Will we soon be able to engineer a new human species? Juan Enriquez, a writer, investor, and managing director of Excel Venture Management, thinks so. He wrote the book “As the Future Catches You: How Genomics & Other Forces Are Changing Your Life, Work, Health & Wealth, as well as the more recent, “Homo Evolutis: A Short Tour of Our New Species.” He had this to say in an interview on the website TechnologyReview.com;

“The new human species is one that begins to engineer the evolution of viruses, plants, animals, and itself. As we do that, Darwin’s rules get significantly bent, and sometimes even broken. By taking direct and deliberate control over our evolution, we are living in a world where we are modifying stuff according to our desires.

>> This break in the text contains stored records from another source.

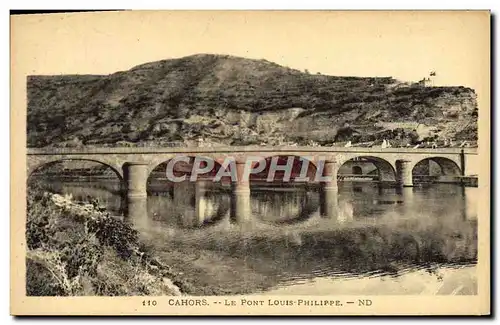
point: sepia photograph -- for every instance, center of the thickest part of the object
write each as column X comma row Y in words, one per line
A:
column 251, row 162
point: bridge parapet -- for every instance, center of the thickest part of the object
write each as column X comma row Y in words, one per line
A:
column 243, row 149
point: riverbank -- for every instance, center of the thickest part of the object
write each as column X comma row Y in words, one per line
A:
column 222, row 260
column 78, row 249
column 392, row 251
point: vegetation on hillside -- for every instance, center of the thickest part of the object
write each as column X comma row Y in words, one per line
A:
column 77, row 249
column 233, row 100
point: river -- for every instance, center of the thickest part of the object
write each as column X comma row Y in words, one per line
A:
column 420, row 240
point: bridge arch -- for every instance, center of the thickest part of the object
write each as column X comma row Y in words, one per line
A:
column 289, row 206
column 81, row 178
column 37, row 165
column 437, row 168
column 379, row 168
column 187, row 204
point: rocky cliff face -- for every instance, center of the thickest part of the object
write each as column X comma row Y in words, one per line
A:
column 237, row 101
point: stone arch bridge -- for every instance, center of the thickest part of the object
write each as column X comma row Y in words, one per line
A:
column 134, row 164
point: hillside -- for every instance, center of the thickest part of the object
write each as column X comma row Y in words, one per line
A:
column 237, row 101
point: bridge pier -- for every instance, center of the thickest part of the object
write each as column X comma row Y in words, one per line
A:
column 329, row 191
column 201, row 204
column 241, row 211
column 136, row 176
column 404, row 173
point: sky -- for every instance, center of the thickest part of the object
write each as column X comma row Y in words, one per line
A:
column 403, row 45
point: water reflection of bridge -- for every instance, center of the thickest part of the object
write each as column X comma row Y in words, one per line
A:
column 397, row 166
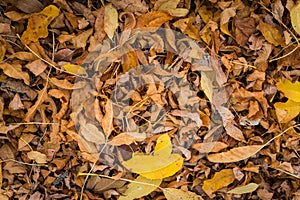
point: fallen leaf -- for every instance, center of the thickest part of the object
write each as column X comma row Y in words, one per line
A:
column 163, row 145
column 219, row 180
column 251, row 187
column 177, row 194
column 155, row 167
column 295, row 18
column 271, row 34
column 127, row 138
column 37, row 156
column 235, row 154
column 287, row 111
column 75, row 69
column 153, row 19
column 110, row 20
column 2, row 48
column 290, row 90
column 15, row 71
column 38, row 23
column 140, row 187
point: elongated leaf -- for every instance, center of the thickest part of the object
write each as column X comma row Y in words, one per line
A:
column 136, row 190
column 290, row 90
column 235, row 154
column 176, row 194
column 295, row 18
column 220, row 179
column 155, row 167
column 244, row 189
column 163, row 145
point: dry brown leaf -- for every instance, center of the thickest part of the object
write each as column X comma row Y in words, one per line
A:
column 153, row 19
column 15, row 71
column 235, row 154
column 37, row 24
column 37, row 156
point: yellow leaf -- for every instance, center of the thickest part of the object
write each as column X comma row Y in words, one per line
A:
column 287, row 111
column 163, row 145
column 176, row 194
column 110, row 20
column 219, row 180
column 155, row 167
column 244, row 189
column 38, row 23
column 75, row 69
column 295, row 18
column 2, row 48
column 37, row 156
column 271, row 34
column 235, row 154
column 136, row 190
column 186, row 26
column 290, row 90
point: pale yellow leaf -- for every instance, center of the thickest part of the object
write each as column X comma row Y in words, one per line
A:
column 290, row 90
column 295, row 18
column 75, row 69
column 37, row 156
column 38, row 23
column 244, row 189
column 163, row 145
column 235, row 154
column 110, row 20
column 155, row 167
column 287, row 111
column 140, row 187
column 177, row 194
column 220, row 179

If you turned off the electricity in the United States, you would see millions of people die quickly, because they wouldn’t have asthma medications, respirators, insulin, a whole host of things we invented to prevent people from dying. Eventually, we get to the point where evolution is guided by what we’re engineering. That’s a big deal. Today’s plastic surgery is going to seem tame compared to what’s coming.”

Enriquez points out that although at this pint we are almost identical to Neanderthals genetically, that can change quickly. DNA sequencing technology and other science is advancing at a faster and faster pace. He warns that because science is close to sequencing 10,000 human genomes, we may soon have to deal with the biological fact of variation among groups of people, and the resulting ethical considerations (do we want to know which groups are superior or inferior in this or that aspect, and what do we do with that information?).

In regards to the speed at which economic changes can happen, Enriquez says;

“In the industrial revolution, it took a lifetime to build enough industry to double the wealth of a country. In the knowledge revolution, you can build billion-dollar companies with 20 people very quickly. The implication is that you can double the wealth of a country very quickly. In Korea in 1975, people had one-fifth of the income of Mexicans, and today they have five times more. Even the poorest places can generate wealth quickly.”

It is fascinating to think that if we have a rational framework for change, we can make huge advances in health and economics in the span of a generation or two. A new human species? That may be a ways off. But a radically new world to live in may not be that far away, for better or worse.